当你编码时你在做什么:谈编程的本质(一)状态机
当你编码时你在做什么:谈编程的本质(一)状态机
这学期学习了两门有意思的课,Theory of Computation和Distributed System,一低一高完全两个层次上的分支,却意外地发现两者在理论方面的重叠——那就是状态机。在Theory of Computation中,DFA、NFA、Turing Machine都是非常经典的State Machine,而在Distributed System中,Global State的确定、一致性协议的Replicated State Machine等处,又再次看到了它的身影。
于是搜到了图灵奖大牛Lamport的一篇论文《Computation and State Machines》,讲述了无所不能的State Machine。下面对这篇note中触及编程本质的几处做下摘录,句句经典:
1. Think Better, Code Better
“I believe that the best way to get better programs is to teach programmers how to think better. Thinking is not the ability to manipulate language; it’s the ability to manipulate concepts. Computer science should be about concepts, not languages. But how does one teach concepts without getting distracted by the language in which those concepts are expressed? My answer is to use the same language as every other branch of science and engineering—namely, mathematics.”
“The obsession with language is a strong obstacle to any attempt at unifying different parts of computer science. When one thinks only in terms of language, linguistic differences obscure fundamental similarities. Simple ideas can become complicated when they must be expressed in a particular language.”
Lamport认为想要让程序员写出更好的代码,不是天天教他们如何使用语言,而是如何更好地思考,而思考也不是使用编程语言的能力,而是操纵概念的能力。计算机科学应该只关乎概念而非就具体的语言。但怎样才能关注概念而不偏向于用来表达概念的语言呢?Lamport给出的答案是:使用科学和工程学科公共的语言——数学!
具体语言的差异性阻碍了我们思考本质的相似性,也阻碍了计算机科学各分支学科的统一,简单的想法变得复杂。这一观点笔者十分认同!以前个人非常喜欢具体的算法实,但这学期学习了Distributed System后,开始学会欣赏抽象中的美,例如学编程最常见的就是伪代码了。以下是分布式选举Bully算法的一小部分伪代码:
CLRS上还有很多非常漂亮的伪代码可以参考。
Pseudocode: Show your Idea
关于学习如何写或欣赏伪代码,个人有个亲身实验过的方法:找一段不太复杂的实现代码,比如Java,对照着教材上的例子,尝试将代码翻译成漂亮的伪代码。这里简单说一下伪代码与实现代码的区别,以及个人觉得伪代码美在何处:
- 省略“细枝末节”:伪代码省略了Assert或参数前置条件检查、Log打印、Error的捕获和处理、以及像List/Set/Array格式和转换之类的实现细节等。用细枝末节这个词其实不准确,因为这些都是在工程实现中至关重要的方面,所以权且加个引号吧。
- 简洁优雅统一:以前没有发现,伪代码中一些东西非常接近数学,因此继承了数学的简洁优雅而且统一的特点。比如集合元素添加删除、交集并集、空集等。
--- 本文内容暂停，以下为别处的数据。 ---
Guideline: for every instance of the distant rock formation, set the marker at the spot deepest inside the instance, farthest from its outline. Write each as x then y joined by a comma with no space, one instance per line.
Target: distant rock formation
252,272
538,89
此外,伪代码对全局数据的列举和描述也非常清晰,值得学习!
2. Everyday Math
“Much of computer science is about state machines. This is as obvious a remark as saying that much of physics is about equations.”
“State machines provide a framework for much of computer science. They can be described and manipulated with ordinary, everyday mathematics — that is, with sets, functions, and simple logic. State machines therefore provide a uniform way to describe computation with simple mathematics.”
计算机科学几乎大部分都是关于State Machine的,这就像我们说物理学很大部分都是数学等式一样显然。但为什么状态机可以作为这么庞大的计算机科学的基础呢?那是因为State Machine可以用最普通最简单的数学来描述——集合、函数和逻辑。其中用集合表示Alphabet(既Input的Domain),函数表示Transition表,逻辑是其正确性的基础,例如下面是经典的图灵机(状态机的一种)定义:
3. State Machine = Computing Object
“Computing objects—objects that compute. A computation is a
sequence of steps, which I call a behavior. When a computation is a state behavior (
Ask youself: What is Computation? What are you doing?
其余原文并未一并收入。